Walking through this dream, and through all Cruzzi’s dreams, are the stout, sun-browned legs of his wife, Hildë. Mahogany is how he thinks of those legs, solid, polished lengths of hardwood between walking shorts and laced boots, legs brought to full strength on her annual hiking tours in the Appalachians or along the Bruce Trail. The roundness of Hildë’s brown thighs on the picnic cloth overwhelms the multiplicity of other forms and gestures and brings a whimper to Cruzzi’s groin, breaking through the fragile arrangement of sandwiches and fruit and pulling him slowly and painfully to consciousness. In October, on that particular Saturday night when clocks are officially turned back one hour, Cruzzi sleeps soundly, thanks to a nightcap of warm whisky. It is almost as though the fibres still strong beneath his aged, flaking skin are fused to those other fibres that make up the smooth cotton sheets of his bed.

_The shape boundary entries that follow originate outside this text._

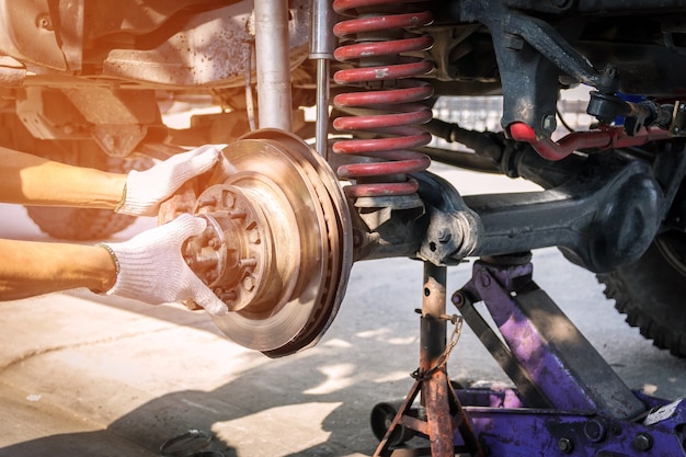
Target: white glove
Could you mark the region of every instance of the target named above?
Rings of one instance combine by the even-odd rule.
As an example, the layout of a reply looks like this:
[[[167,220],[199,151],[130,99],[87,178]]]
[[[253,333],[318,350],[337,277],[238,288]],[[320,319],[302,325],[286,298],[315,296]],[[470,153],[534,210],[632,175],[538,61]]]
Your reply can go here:
[[[133,170],[116,213],[132,216],[156,216],[160,204],[186,181],[209,171],[222,146],[205,145],[188,152],[170,157],[149,170]]]
[[[201,281],[181,254],[183,242],[201,235],[207,221],[182,214],[122,243],[103,243],[118,262],[118,275],[107,295],[134,298],[150,305],[193,300],[207,312],[222,316],[227,306]]]

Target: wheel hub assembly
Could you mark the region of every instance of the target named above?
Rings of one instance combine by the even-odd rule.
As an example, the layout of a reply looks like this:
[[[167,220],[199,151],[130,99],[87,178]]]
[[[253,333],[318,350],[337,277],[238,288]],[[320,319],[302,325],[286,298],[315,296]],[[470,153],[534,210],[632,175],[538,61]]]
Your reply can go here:
[[[335,317],[353,263],[338,179],[282,132],[253,133],[224,155],[230,171],[169,203],[171,213],[207,220],[204,233],[185,243],[184,258],[229,308],[213,317],[228,338],[273,357],[309,347]]]

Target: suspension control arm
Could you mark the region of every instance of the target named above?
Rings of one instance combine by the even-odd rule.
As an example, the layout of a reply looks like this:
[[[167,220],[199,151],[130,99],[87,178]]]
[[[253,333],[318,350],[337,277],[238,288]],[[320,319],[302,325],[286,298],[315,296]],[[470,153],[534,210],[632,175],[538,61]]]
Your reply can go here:
[[[617,149],[631,146],[641,146],[648,141],[667,139],[670,134],[661,128],[642,128],[636,135],[629,136],[621,127],[603,126],[597,130],[574,132],[559,141],[550,138],[539,138],[531,127],[524,123],[514,123],[510,126],[510,136],[516,141],[525,141],[542,158],[561,160],[574,151],[583,149]]]

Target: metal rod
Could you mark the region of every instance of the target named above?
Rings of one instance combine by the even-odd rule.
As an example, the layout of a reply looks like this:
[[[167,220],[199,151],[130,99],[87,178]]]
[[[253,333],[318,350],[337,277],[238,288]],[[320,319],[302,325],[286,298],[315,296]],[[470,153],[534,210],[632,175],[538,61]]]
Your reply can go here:
[[[329,159],[329,71],[328,59],[317,60],[317,119],[315,122],[315,140],[317,152]]]
[[[260,128],[290,132],[288,1],[255,0],[255,56]]]
[[[333,34],[335,12],[333,2],[315,0],[312,2],[312,33],[310,59],[317,60],[317,119],[316,147],[324,159],[329,155],[329,80],[331,60],[336,45]]]
[[[424,262],[424,294],[422,299],[422,329],[420,370],[428,372],[439,362],[446,347],[446,271]],[[453,421],[448,403],[448,376],[445,369],[434,369],[422,384],[426,424],[431,439],[431,455],[454,456]]]

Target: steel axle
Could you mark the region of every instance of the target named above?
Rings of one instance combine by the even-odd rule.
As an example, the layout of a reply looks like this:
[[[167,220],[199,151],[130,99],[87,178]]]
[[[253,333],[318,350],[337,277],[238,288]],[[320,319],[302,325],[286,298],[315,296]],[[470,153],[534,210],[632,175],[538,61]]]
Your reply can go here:
[[[445,269],[425,264],[418,373],[439,369],[416,378],[375,455],[686,456],[686,399],[631,391],[534,283],[529,260],[528,253],[483,258],[451,297],[515,385],[498,389],[454,389],[448,380]],[[500,335],[475,309],[477,301]],[[419,391],[423,401],[413,407]],[[388,414],[389,403],[380,404]],[[430,448],[403,446],[415,435],[428,438]]]

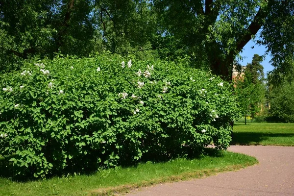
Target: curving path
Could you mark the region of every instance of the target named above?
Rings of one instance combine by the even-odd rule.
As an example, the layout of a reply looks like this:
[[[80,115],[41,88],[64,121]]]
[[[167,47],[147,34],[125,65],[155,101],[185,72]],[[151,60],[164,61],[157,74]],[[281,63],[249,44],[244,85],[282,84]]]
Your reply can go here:
[[[233,146],[259,164],[205,178],[143,188],[127,196],[294,196],[294,147]]]

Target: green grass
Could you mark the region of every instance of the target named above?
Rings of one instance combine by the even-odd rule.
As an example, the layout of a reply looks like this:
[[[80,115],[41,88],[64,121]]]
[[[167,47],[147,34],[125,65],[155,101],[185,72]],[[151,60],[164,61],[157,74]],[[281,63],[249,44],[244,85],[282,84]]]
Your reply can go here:
[[[126,193],[153,184],[199,178],[257,163],[254,158],[244,154],[210,151],[210,154],[199,158],[140,164],[136,167],[103,170],[92,175],[26,182],[0,177],[0,196],[84,196]]]
[[[231,145],[294,146],[294,123],[238,122]]]

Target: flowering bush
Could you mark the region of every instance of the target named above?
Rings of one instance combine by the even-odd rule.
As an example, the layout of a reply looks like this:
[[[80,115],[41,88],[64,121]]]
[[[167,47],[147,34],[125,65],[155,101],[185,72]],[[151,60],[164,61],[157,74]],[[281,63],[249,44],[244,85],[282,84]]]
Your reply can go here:
[[[239,117],[228,83],[180,63],[101,55],[24,67],[0,76],[0,153],[17,175],[225,149]]]

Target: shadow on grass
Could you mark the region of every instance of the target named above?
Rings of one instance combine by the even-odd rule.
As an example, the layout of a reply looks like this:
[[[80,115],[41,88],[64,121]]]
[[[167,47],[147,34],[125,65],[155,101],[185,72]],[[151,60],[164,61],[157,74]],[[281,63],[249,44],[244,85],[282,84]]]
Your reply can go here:
[[[267,133],[252,132],[233,132],[233,133],[231,145],[261,145],[262,142],[271,137],[289,138],[294,137],[294,133]],[[293,139],[294,140],[294,138]]]
[[[154,164],[165,163],[179,158],[184,158],[187,160],[192,160],[194,159],[201,159],[201,157],[203,157],[204,156],[211,157],[221,157],[223,156],[222,151],[213,148],[205,148],[203,150],[201,150],[201,153],[194,153],[183,154],[181,154],[181,155],[172,157],[171,157],[168,155],[166,155],[166,156],[156,156],[153,155],[151,156],[152,158],[143,157],[141,161],[137,162],[135,164],[123,164],[119,165],[119,166],[124,168],[128,167],[137,167],[140,163],[145,163],[147,162],[151,162]],[[29,174],[26,176],[16,177],[14,175],[15,172],[14,172],[14,168],[12,162],[8,161],[10,158],[11,158],[11,157],[3,158],[0,156],[0,168],[1,169],[0,170],[0,177],[9,178],[14,181],[23,182],[39,180],[38,178],[36,178],[32,176],[32,175],[31,175],[32,173],[31,173],[31,175]],[[101,169],[101,168],[99,169]],[[88,170],[86,172],[79,172],[79,173],[81,174],[91,175],[96,173],[98,170],[98,168],[91,168]],[[47,176],[47,179],[49,179],[55,176],[60,177],[68,176],[69,174],[74,175],[74,171],[68,172],[68,170],[62,173],[54,173],[50,176]]]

But toward morning, perhaps because of the dislocation of the single unaccommodated hour, his sleep is invaded by violence. The violence comes in the form of a voice that achieves a loudness rare in dreams. It goes on and on, booming against the tight weave of the sheets, and Cruzzi, sleeping, his hands curled into fists, struggles to hear what the voice is saying, but can hear only a roar of anger and injury. It is his own voice, of course, and this makes his inability to distinguish words all the more frustrating. An oldfashioned clock strikes the hour and announces that the floor—for a patterned floor has suddenly established itself
in the void—is tilting dangerously. Hildë is running, her strong brown legs frightened, trying to keep her balance; but the voice, loud enough now to tighten a muscle in Cruzzi’s shoulder and bid him turn on his side, threatens to pull down the floor along with the slippery tiled walls and the beautiful ceiling tracked with blue-black hieroglyphics, which, because of their astringent colour and configuration, remain maddeningly unreadable.